If I'm being honest, I'm not feelin too hot myself. This sudden shift from summer to winter seems to put a bleak blanket of depression on the entire neighborhood. Unfortunately, I think we can expect the state of the world to get a lot worse before it gets any better.
Conclusion
The world is simultaneously a terrible and amazing place. We started out as slaves to nature; trapped by our need for food, water, and shelter. Tribes formed to make life easier, but tribes could often not trust each other, leading to a fearsome level of tribalism and exploitation of those who could be physically dominated or tricked into taking a bad deal.
Currency allowed us to trust other tribes and scale up society a bit more, but with this invention came all manner of loopholes and imperialist strategies to leech the productivity of others and enslave them without even their knowledge. Those in power fight to retain it at all costs.
The solution? Well, wage-slavery exists for a very good reason. It's the same reason currency exists. Just like it's very difficult to employ a barter system (I'll trade you x chickens for y cows) it is also very difficult to measure how much value an employee is bringing to a company and compensate them fairly based on this metric.
The overhead cost of trying to guess how much value each employee brings to the table on a day by day basis simply is not feasible. Within this system we are essentially forced to dumb down work ethic or the entire scheme falls apart at the foundations.
With crypto, things are different. Every citizen can control inflation directly, while at the same time no one has to worry about counterfeit currency.

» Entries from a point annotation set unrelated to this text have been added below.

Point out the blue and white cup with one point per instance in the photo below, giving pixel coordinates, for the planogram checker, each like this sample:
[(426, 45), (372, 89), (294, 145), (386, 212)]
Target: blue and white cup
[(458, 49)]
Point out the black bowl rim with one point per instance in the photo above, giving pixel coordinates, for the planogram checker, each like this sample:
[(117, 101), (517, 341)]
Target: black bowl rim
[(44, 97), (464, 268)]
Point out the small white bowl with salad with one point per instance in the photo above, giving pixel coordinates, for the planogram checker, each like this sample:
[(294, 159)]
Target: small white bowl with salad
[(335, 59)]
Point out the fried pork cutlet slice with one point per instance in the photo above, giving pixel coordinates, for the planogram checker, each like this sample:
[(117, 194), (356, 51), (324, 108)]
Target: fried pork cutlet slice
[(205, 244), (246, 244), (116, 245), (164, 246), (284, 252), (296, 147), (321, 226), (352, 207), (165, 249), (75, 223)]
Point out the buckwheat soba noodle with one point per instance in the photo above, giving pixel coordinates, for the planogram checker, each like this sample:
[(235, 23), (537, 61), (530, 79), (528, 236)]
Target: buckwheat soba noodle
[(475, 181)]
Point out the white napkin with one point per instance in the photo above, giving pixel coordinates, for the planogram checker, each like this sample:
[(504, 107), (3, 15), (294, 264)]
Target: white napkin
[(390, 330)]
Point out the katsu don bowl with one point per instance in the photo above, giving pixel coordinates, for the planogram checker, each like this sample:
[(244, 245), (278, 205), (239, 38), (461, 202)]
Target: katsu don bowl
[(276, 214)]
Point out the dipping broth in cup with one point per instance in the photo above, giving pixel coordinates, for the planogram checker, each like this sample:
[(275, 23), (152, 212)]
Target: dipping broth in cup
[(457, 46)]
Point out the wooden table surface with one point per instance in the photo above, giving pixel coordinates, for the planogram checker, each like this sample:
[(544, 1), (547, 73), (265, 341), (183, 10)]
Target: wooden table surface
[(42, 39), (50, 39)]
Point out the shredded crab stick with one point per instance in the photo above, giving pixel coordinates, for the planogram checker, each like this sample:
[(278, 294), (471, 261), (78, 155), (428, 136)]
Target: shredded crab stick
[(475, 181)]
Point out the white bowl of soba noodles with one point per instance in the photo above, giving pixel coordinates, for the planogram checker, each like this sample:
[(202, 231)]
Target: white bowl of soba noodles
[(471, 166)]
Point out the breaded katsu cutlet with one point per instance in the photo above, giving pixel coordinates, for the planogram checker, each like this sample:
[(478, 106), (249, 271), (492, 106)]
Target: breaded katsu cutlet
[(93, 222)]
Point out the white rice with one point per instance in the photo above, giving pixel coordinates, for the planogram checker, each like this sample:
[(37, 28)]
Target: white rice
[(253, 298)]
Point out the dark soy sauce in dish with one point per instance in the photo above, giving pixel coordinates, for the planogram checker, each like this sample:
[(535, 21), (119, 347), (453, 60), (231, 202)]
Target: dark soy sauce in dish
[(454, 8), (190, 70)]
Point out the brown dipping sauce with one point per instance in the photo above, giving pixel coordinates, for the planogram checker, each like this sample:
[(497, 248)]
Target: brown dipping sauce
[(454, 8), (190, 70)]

This is something that was previously thought to be impossible. It is a simple concept and might not sound like much, but the ramifications are game changing.
When currency inflation can be controlled in a decentralized manner while also being 100% guaranteed counterfeit-free, many amazing things can happen. For starters, it makes everyone holding the currency an investor and owner of their own community. Again this is something the world has never seen.

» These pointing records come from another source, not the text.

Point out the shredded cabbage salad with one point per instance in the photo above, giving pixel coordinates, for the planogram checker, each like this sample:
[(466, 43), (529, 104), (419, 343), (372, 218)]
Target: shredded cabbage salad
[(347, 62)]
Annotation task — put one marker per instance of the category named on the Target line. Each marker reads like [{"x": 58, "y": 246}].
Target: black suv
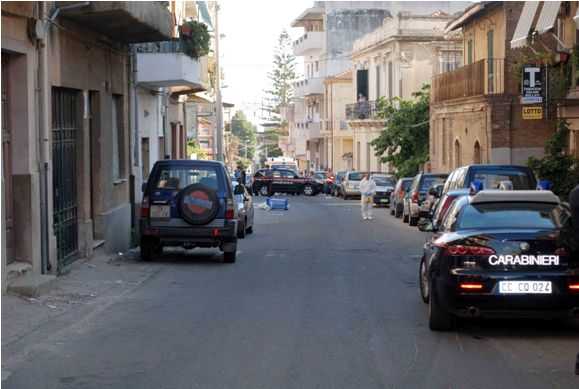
[{"x": 190, "y": 204}]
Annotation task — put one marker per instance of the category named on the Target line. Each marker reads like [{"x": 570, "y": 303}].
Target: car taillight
[
  {"x": 469, "y": 250},
  {"x": 415, "y": 197},
  {"x": 145, "y": 207},
  {"x": 230, "y": 209}
]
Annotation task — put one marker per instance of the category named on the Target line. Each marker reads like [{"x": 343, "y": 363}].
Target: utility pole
[{"x": 219, "y": 108}]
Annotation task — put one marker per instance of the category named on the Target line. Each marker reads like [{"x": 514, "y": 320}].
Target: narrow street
[{"x": 317, "y": 299}]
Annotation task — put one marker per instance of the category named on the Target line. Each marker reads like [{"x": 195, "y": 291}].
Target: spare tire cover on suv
[{"x": 198, "y": 204}]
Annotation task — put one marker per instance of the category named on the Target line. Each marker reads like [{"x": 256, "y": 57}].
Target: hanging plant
[{"x": 194, "y": 38}]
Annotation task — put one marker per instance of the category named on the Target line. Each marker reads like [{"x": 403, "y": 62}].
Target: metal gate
[{"x": 65, "y": 131}]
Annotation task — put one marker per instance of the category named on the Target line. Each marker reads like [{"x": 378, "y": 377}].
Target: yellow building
[
  {"x": 395, "y": 60},
  {"x": 338, "y": 137}
]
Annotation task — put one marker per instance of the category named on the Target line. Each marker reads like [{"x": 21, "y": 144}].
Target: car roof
[
  {"x": 189, "y": 162},
  {"x": 516, "y": 196}
]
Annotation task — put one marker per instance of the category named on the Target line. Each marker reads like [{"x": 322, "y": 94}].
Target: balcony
[
  {"x": 313, "y": 129},
  {"x": 162, "y": 64},
  {"x": 482, "y": 78},
  {"x": 312, "y": 86},
  {"x": 309, "y": 43},
  {"x": 364, "y": 110},
  {"x": 122, "y": 21}
]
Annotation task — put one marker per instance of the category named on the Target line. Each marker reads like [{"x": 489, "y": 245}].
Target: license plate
[
  {"x": 525, "y": 287},
  {"x": 160, "y": 211}
]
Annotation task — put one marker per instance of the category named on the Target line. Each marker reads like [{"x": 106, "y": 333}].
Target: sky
[{"x": 251, "y": 29}]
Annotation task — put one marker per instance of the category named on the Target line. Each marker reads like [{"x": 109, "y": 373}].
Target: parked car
[
  {"x": 397, "y": 196},
  {"x": 337, "y": 185},
  {"x": 491, "y": 176},
  {"x": 267, "y": 182},
  {"x": 384, "y": 187},
  {"x": 245, "y": 211},
  {"x": 351, "y": 183},
  {"x": 413, "y": 208},
  {"x": 189, "y": 203},
  {"x": 501, "y": 254}
]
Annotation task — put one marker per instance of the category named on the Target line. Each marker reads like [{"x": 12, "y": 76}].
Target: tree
[
  {"x": 281, "y": 76},
  {"x": 245, "y": 131},
  {"x": 557, "y": 166},
  {"x": 404, "y": 140}
]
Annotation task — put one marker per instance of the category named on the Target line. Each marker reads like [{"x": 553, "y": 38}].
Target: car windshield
[
  {"x": 178, "y": 177},
  {"x": 428, "y": 181},
  {"x": 492, "y": 179},
  {"x": 383, "y": 181},
  {"x": 511, "y": 215},
  {"x": 356, "y": 176}
]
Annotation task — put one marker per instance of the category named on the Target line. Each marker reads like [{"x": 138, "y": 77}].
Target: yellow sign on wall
[{"x": 533, "y": 113}]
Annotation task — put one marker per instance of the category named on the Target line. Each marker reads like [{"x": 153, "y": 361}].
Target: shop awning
[
  {"x": 524, "y": 24},
  {"x": 548, "y": 16}
]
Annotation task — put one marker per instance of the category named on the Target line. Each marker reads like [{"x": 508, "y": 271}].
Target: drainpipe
[{"x": 44, "y": 140}]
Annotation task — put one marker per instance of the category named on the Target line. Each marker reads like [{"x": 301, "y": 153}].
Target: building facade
[
  {"x": 477, "y": 115},
  {"x": 81, "y": 111},
  {"x": 394, "y": 61}
]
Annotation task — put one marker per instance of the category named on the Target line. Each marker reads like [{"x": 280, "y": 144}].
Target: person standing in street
[{"x": 367, "y": 191}]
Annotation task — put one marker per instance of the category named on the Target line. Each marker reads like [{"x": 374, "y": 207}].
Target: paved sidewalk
[{"x": 91, "y": 285}]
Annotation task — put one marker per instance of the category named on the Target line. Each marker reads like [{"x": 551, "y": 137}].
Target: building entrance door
[{"x": 66, "y": 126}]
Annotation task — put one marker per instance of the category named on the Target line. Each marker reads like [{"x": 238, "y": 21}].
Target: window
[
  {"x": 491, "y": 62},
  {"x": 457, "y": 158},
  {"x": 390, "y": 80},
  {"x": 117, "y": 137},
  {"x": 469, "y": 52},
  {"x": 476, "y": 153},
  {"x": 377, "y": 82},
  {"x": 368, "y": 154}
]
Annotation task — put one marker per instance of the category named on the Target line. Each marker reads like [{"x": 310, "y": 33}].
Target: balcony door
[{"x": 362, "y": 84}]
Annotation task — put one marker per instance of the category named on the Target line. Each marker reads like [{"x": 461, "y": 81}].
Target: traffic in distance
[{"x": 499, "y": 243}]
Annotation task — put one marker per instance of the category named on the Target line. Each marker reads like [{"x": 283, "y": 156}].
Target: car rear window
[
  {"x": 428, "y": 181},
  {"x": 492, "y": 179},
  {"x": 383, "y": 181},
  {"x": 357, "y": 176},
  {"x": 179, "y": 177},
  {"x": 511, "y": 215}
]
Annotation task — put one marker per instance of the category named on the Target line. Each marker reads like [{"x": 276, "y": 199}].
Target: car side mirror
[
  {"x": 426, "y": 225},
  {"x": 239, "y": 190}
]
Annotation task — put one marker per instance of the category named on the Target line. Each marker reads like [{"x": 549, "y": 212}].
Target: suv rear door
[{"x": 166, "y": 185}]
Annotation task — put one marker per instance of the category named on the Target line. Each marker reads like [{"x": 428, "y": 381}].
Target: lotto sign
[
  {"x": 532, "y": 92},
  {"x": 533, "y": 113}
]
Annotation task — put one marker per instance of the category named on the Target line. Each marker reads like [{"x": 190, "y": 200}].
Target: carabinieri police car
[{"x": 500, "y": 253}]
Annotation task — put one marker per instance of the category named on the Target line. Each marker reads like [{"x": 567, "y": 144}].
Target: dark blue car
[{"x": 189, "y": 203}]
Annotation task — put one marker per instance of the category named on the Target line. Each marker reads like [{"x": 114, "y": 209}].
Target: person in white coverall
[{"x": 367, "y": 190}]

It brings back a return to work ethic, because being a partial owner of your own community means any upgrades made to that community benefit everyone in it, including yourself. Big stake holders can work without getting paid yet still turn a profit. It is impossible for corporations or other centralized entities to implement this business model for themselves.

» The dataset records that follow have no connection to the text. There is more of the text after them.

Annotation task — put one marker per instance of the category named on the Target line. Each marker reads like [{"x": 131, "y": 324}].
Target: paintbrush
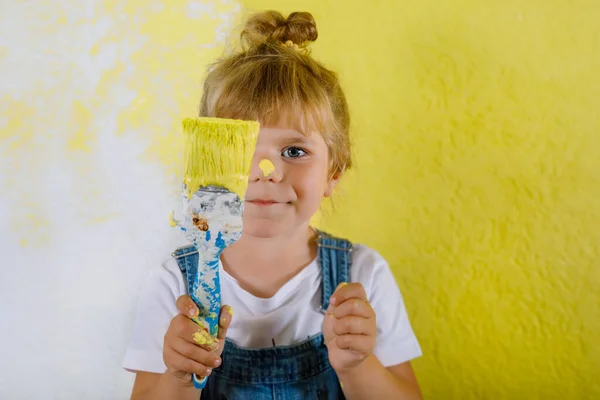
[{"x": 217, "y": 159}]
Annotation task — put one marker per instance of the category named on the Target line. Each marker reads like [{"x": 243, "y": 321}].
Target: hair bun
[{"x": 271, "y": 26}]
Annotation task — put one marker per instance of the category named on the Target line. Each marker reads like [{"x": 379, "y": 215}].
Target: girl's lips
[{"x": 263, "y": 202}]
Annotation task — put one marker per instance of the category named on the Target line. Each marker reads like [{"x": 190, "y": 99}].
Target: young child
[{"x": 315, "y": 316}]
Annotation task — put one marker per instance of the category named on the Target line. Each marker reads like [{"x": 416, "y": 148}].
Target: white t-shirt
[{"x": 290, "y": 316}]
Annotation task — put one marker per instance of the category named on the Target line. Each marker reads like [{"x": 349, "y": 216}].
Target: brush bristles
[{"x": 218, "y": 152}]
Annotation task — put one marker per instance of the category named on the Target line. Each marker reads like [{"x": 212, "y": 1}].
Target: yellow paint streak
[
  {"x": 18, "y": 127},
  {"x": 266, "y": 166},
  {"x": 172, "y": 221},
  {"x": 80, "y": 139},
  {"x": 176, "y": 61},
  {"x": 218, "y": 152}
]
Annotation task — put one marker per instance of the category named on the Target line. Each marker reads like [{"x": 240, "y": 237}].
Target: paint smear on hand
[
  {"x": 203, "y": 338},
  {"x": 266, "y": 166}
]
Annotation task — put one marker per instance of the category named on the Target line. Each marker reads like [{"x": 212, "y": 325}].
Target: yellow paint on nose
[{"x": 266, "y": 166}]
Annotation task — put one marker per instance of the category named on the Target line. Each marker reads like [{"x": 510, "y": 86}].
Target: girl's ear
[{"x": 332, "y": 183}]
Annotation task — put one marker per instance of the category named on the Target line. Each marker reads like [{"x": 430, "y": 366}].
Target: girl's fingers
[
  {"x": 359, "y": 343},
  {"x": 353, "y": 325},
  {"x": 180, "y": 362},
  {"x": 354, "y": 306},
  {"x": 195, "y": 353}
]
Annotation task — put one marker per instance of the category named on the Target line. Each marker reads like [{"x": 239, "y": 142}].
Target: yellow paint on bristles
[
  {"x": 172, "y": 221},
  {"x": 218, "y": 152}
]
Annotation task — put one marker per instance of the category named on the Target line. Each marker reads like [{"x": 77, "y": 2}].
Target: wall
[{"x": 475, "y": 129}]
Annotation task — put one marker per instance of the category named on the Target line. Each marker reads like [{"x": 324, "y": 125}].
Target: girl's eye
[{"x": 293, "y": 152}]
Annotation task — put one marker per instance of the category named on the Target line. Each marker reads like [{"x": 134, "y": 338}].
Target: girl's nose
[{"x": 265, "y": 170}]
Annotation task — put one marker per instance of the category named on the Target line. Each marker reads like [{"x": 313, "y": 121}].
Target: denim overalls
[{"x": 300, "y": 371}]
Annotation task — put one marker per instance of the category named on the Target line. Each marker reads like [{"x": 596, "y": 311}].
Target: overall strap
[
  {"x": 187, "y": 260},
  {"x": 334, "y": 258}
]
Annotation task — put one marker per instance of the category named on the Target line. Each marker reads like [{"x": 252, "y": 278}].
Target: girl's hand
[
  {"x": 349, "y": 327},
  {"x": 189, "y": 348}
]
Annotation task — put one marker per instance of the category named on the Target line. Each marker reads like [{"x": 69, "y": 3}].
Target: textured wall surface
[{"x": 477, "y": 139}]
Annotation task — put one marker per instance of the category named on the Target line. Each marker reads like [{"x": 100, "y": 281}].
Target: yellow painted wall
[{"x": 477, "y": 138}]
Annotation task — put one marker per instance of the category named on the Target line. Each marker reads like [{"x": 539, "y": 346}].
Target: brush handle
[{"x": 206, "y": 294}]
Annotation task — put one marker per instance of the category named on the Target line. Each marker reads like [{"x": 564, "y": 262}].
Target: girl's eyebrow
[{"x": 299, "y": 139}]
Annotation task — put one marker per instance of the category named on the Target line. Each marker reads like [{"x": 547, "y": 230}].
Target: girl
[{"x": 299, "y": 331}]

Personally I believe cryptocurrency is going to produce an absolutely revolutionary job market based on merit and skill rather than time spent toiling. Such a development would incentivize everyone in the space to not only work harder, but to focus on the jobs that they prefer to do so that burning out is less likely. The days of having to answer to your middle-man boss may soon be over. How many people in the world would embrace such a thing?
Just like everything else in this world, automation is taking over. Is it really so ridiculous to believe that decentralization could come up with a system that pays by contract rather than by time spent? I think not... but I guess I'll save that for another post.